La política, que está en el centro de la campaña de reelección del Partido Laborista, fue aprobada por el Parlamento a principios de este año.

La ATO comenzó a aplicar la reducción del 20 por ciento a los saldos de la deuda de educación superior a mediados de noviembre, y se espera que la mayoría de los ajustes finalicen a mediados de diciembre.

Según esta política, a un graduado con una deuda promedio de préstamos estudiantiles de $27,600 se le reducirá su préstamo en $5,520.

Los cambios se aplican a todas las deudas del Plan de Préstamos para la Educación Superior, los Préstamos para la Educación y Formación Profesional, los Préstamos Australianos de Apoyo al Aprendizaje y otros préstamos para estudiantes sujetos a ingresos.

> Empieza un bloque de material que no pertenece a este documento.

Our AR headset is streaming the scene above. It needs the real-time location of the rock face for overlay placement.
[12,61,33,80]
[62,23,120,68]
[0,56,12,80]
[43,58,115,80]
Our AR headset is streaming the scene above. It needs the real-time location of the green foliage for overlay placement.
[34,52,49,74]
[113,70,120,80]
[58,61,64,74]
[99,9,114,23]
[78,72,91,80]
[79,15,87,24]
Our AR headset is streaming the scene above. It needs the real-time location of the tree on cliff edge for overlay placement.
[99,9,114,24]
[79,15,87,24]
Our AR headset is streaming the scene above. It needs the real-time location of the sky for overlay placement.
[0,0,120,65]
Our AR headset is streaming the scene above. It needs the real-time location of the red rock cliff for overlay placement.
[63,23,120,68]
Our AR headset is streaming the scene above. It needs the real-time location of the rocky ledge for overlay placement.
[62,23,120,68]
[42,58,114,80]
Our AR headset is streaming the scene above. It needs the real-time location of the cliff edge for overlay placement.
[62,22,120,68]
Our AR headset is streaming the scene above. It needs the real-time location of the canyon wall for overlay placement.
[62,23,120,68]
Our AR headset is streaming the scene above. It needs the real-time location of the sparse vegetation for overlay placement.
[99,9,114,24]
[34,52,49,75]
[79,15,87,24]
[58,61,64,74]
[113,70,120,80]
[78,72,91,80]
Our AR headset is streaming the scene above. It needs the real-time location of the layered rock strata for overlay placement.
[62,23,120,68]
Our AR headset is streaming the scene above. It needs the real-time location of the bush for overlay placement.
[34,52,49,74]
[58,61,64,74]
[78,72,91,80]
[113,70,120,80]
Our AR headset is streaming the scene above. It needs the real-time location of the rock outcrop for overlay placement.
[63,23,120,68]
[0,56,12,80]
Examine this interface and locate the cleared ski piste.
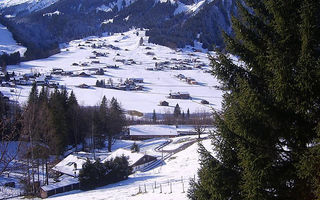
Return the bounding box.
[6,30,222,113]
[49,139,211,200]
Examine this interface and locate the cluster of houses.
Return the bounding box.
[0,72,59,88]
[40,148,157,198]
[96,78,143,91]
[168,92,191,99]
[176,74,199,85]
[40,125,213,198]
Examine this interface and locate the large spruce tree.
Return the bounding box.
[188,0,320,200]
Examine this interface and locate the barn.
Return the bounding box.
[129,125,178,140]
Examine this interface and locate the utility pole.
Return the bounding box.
[91,120,96,160]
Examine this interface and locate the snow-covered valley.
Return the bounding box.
[1,30,222,113]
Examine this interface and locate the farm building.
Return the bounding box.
[40,177,80,199]
[129,78,143,83]
[159,101,169,106]
[52,153,87,177]
[78,83,90,89]
[129,125,178,140]
[177,125,214,135]
[169,92,190,99]
[102,148,157,172]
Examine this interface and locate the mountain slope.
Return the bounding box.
[0,0,236,58]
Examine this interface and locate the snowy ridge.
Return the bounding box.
[3,30,222,115]
[96,0,136,12]
[174,0,212,15]
[0,24,27,56]
[0,0,59,13]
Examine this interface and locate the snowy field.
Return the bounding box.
[49,140,211,200]
[0,24,27,56]
[1,30,222,113]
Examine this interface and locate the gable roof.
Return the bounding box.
[52,154,87,176]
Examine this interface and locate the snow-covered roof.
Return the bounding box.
[41,177,79,191]
[102,148,145,165]
[52,154,86,176]
[129,125,178,136]
[177,125,214,133]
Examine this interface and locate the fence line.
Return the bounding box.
[138,175,196,194]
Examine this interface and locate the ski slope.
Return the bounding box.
[1,30,222,113]
[50,139,211,200]
[0,24,27,56]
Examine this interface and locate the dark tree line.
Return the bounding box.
[17,84,126,194]
[189,0,320,200]
[79,156,132,190]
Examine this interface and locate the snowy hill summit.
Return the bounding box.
[0,0,236,57]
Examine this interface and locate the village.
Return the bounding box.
[0,125,214,198]
[0,30,221,198]
[0,30,220,113]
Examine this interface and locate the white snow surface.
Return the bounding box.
[102,148,144,165]
[0,24,27,56]
[53,154,86,176]
[6,30,222,113]
[174,0,207,15]
[0,0,59,12]
[129,125,178,136]
[50,140,211,200]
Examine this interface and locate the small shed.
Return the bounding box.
[40,178,80,199]
[102,148,157,172]
[129,125,178,140]
[159,101,169,106]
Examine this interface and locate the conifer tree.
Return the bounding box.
[173,104,181,119]
[189,0,320,200]
[152,109,157,123]
[108,97,126,152]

“Toda nuestra nación se beneficia cuando facilitamos a los ciudadanos el acceso a la educación. Se trata de abrir las puertas de las oportunidades y ampliarlas”, dijo al anunciar el plan.

Las reformas también aumentarán el umbral de reembolso de $54,453 a $67,000 para el año fiscal 2025-2026 y reducirán la tasa de reembolso.

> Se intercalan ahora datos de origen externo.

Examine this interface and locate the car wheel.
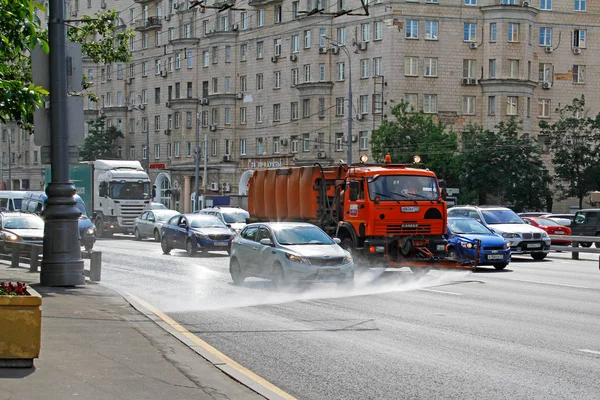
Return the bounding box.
[229,259,246,286]
[185,239,196,257]
[531,253,547,261]
[160,238,171,254]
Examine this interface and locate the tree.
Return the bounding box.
[371,101,459,186]
[0,0,133,130]
[462,117,550,211]
[540,96,600,208]
[79,115,123,161]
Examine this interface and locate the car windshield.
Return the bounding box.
[110,182,150,200]
[153,210,179,221]
[369,175,439,201]
[3,215,44,229]
[448,218,492,235]
[190,217,227,228]
[223,210,250,224]
[481,210,525,225]
[273,226,335,246]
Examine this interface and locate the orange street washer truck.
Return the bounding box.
[248,156,478,273]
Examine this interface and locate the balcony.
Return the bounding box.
[135,17,162,32]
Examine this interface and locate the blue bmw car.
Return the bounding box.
[160,214,236,256]
[447,217,510,269]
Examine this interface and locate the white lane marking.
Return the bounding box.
[577,349,600,356]
[419,289,462,296]
[509,279,591,289]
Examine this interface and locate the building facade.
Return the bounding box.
[3,0,600,211]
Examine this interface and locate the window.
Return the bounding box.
[508,60,519,79]
[488,96,496,115]
[423,94,437,114]
[508,22,521,42]
[463,96,475,115]
[360,58,370,78]
[490,22,497,43]
[424,57,437,77]
[302,99,310,118]
[506,96,519,115]
[463,23,477,42]
[337,63,346,81]
[573,29,586,49]
[575,0,586,11]
[573,65,585,83]
[425,21,438,40]
[405,19,419,39]
[538,99,550,118]
[358,131,369,150]
[404,57,419,76]
[335,97,344,117]
[488,59,496,79]
[540,28,552,46]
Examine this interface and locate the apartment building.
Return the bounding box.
[2,0,600,211]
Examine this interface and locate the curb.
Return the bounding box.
[119,293,296,400]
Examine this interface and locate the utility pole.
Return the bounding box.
[40,0,85,286]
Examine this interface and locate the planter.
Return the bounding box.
[0,287,42,368]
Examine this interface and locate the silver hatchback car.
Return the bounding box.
[229,222,354,285]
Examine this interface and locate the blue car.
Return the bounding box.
[160,214,236,256]
[447,217,510,269]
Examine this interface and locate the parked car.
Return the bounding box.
[133,209,179,242]
[229,222,354,285]
[447,217,510,269]
[21,191,96,253]
[523,217,571,246]
[448,206,550,260]
[571,208,600,249]
[199,207,250,233]
[0,212,44,253]
[160,214,235,256]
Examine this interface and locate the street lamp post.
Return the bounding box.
[321,35,352,165]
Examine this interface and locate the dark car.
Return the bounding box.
[571,208,600,249]
[160,214,236,256]
[447,217,510,269]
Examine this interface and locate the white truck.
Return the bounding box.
[89,160,152,237]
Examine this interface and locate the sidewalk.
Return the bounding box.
[0,263,264,400]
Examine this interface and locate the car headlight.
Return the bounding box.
[502,232,521,239]
[285,253,308,264]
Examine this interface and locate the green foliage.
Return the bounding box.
[540,96,600,208]
[371,101,460,187]
[461,117,550,211]
[79,115,123,161]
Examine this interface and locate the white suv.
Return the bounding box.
[448,206,550,260]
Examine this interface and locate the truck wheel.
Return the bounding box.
[160,238,171,254]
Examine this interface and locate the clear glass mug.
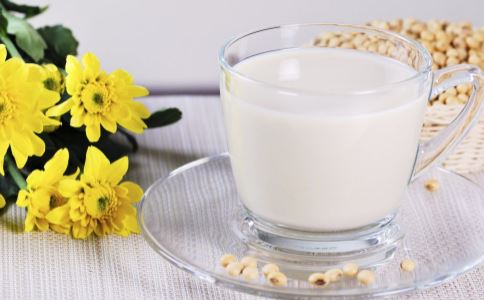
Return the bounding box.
[219,24,483,251]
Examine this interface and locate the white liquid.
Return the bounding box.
[221,48,429,231]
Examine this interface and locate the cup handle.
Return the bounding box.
[412,64,484,180]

Para alguien con un ingreso promedio de $70,000, eso significa que pagará alrededor de $1,300 menos por año en pagos.

La tabla anterior revela qué parte de su deuda estudiantil se borrará.

El gobierno de Anthony Albanese redujo toda la deuda estudiantil en un 20%.

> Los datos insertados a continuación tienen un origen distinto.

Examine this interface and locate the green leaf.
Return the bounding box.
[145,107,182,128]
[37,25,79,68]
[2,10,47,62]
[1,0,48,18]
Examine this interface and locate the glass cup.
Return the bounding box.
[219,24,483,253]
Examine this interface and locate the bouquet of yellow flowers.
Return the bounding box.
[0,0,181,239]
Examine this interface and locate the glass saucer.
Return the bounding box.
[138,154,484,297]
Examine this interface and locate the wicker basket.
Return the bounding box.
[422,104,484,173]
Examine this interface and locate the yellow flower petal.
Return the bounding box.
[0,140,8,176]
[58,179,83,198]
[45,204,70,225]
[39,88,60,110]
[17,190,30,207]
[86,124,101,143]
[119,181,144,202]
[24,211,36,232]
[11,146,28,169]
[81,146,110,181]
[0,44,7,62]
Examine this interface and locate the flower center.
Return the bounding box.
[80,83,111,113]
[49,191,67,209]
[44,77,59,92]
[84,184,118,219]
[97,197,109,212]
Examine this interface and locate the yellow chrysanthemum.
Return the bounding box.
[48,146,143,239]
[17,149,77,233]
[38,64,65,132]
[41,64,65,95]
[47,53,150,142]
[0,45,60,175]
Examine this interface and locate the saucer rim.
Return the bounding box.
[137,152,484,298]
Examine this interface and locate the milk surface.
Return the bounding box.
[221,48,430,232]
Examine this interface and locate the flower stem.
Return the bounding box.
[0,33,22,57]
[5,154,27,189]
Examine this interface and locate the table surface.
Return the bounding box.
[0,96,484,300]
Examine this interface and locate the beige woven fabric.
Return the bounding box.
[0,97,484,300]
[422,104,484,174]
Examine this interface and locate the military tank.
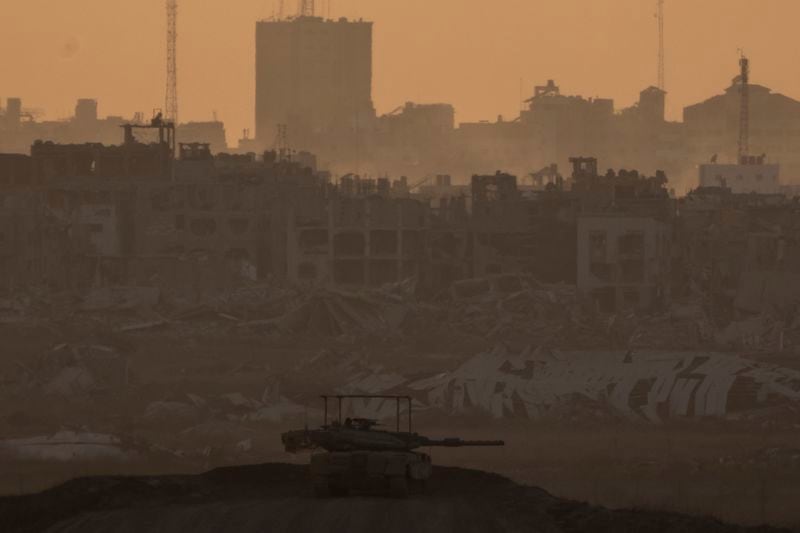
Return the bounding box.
[281,395,505,498]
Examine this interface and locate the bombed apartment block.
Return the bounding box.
[287,180,430,286]
[470,172,576,283]
[578,213,671,312]
[255,16,375,164]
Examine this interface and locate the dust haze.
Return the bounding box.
[0,0,800,533]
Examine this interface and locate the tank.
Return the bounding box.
[281,395,505,498]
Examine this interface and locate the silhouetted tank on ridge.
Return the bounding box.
[281,395,505,497]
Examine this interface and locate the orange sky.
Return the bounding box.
[0,0,800,142]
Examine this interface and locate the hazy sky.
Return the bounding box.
[0,0,800,142]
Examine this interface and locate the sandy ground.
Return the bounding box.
[0,464,788,533]
[0,328,800,531]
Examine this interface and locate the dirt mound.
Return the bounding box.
[0,464,788,533]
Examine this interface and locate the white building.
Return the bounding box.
[700,157,781,194]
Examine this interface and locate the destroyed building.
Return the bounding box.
[0,98,227,154]
[255,16,375,168]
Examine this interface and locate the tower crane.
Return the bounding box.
[164,0,178,124]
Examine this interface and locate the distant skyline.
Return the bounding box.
[0,0,800,144]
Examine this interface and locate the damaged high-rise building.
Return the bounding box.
[255,17,375,167]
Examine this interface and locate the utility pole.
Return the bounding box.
[739,52,750,163]
[164,0,178,126]
[656,0,667,91]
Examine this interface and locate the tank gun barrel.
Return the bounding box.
[421,438,506,448]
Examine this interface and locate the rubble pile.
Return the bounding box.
[15,344,131,396]
[324,344,800,427]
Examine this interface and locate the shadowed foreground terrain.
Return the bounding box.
[0,464,788,533]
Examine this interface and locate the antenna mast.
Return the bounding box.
[298,0,316,17]
[164,0,178,125]
[739,53,750,163]
[656,0,666,91]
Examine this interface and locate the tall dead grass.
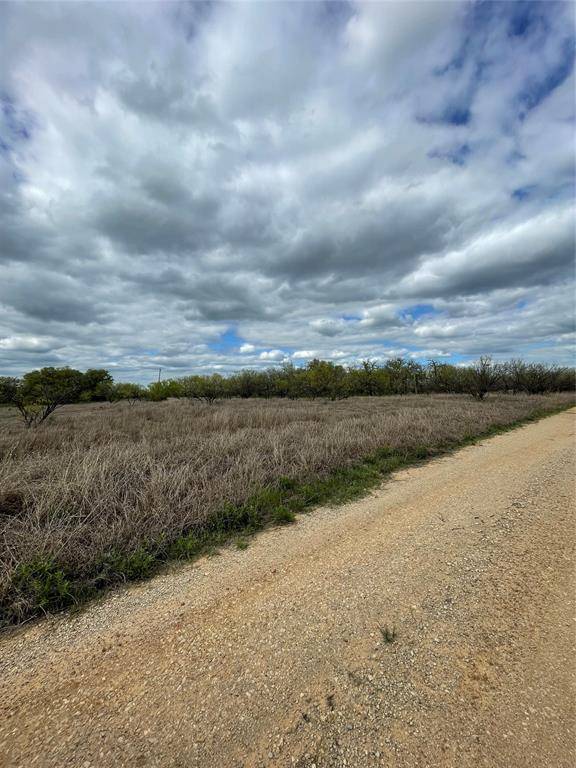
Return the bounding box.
[0,393,573,621]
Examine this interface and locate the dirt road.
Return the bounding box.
[0,409,576,768]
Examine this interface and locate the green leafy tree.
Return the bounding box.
[109,381,146,405]
[80,368,114,402]
[13,368,83,427]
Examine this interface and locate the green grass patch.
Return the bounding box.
[0,405,572,627]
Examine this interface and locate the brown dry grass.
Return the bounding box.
[0,393,574,615]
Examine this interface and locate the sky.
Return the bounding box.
[0,0,575,382]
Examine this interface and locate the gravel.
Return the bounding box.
[0,409,576,768]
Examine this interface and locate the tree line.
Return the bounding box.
[0,357,575,427]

El gobierno de Anthony Albanese redujo toda la deuda estudiantil en un 20%.

El ministro de Educación, Jason Clare, dijo que los australianos no tendrían que hacer nada para conseguir el dinero.

“No tienen que hacer nada, simplemente esperar ese mensaje, esperar ese mensaje de texto o ese correo electrónico y entonces sabrán que sucedió”, dijo.

“La legislación reducirá su deuda estudiantil en un 20 por ciento y la antidara antes del 1 de junio, antes de que se aplique la indexación.

“Esto supone un punto de inflexión para los más de tres millones de australianos que tienen préstamos estudiantiles”.

La brecha entre los reembolsos recientemente actualizados y lo que las instituciones de educación superior cobran a los estudiantes será financiada por los contribuyentes y el endeudamiento gubernamental.

Esto se basa en una política de 3 mil millones de dólares introducida el año pasado que vincula la indexación de la deuda estudiantil al índice de precios salariales o al índice de precios al consumidor, el más bajo.

Sin él, los graduados podrían haber enfrentado otro gran aumento, como en 2023, cuando la indexación saltó al 7,1 por ciento, frente al 3,9 por ciento del año anterior, añadiendo 1.759 dólares a la deuda estudiantil promedio de 24.770 dólares.

El sistema de cotizaciones a la educación superior, introducido en 1989, reemplazó al sistema de educación universitaria gratuita que existía desde 1974.

Los graduados pagan una mayor proporción de su salario para su deuda estudiantil cuanto más ganan, pasando del 1 por ciento por debajo del umbral mínimo de pago actual de 54.435 dólares al 10 por ciento para aquellos que ganan más de 159.664 dólares.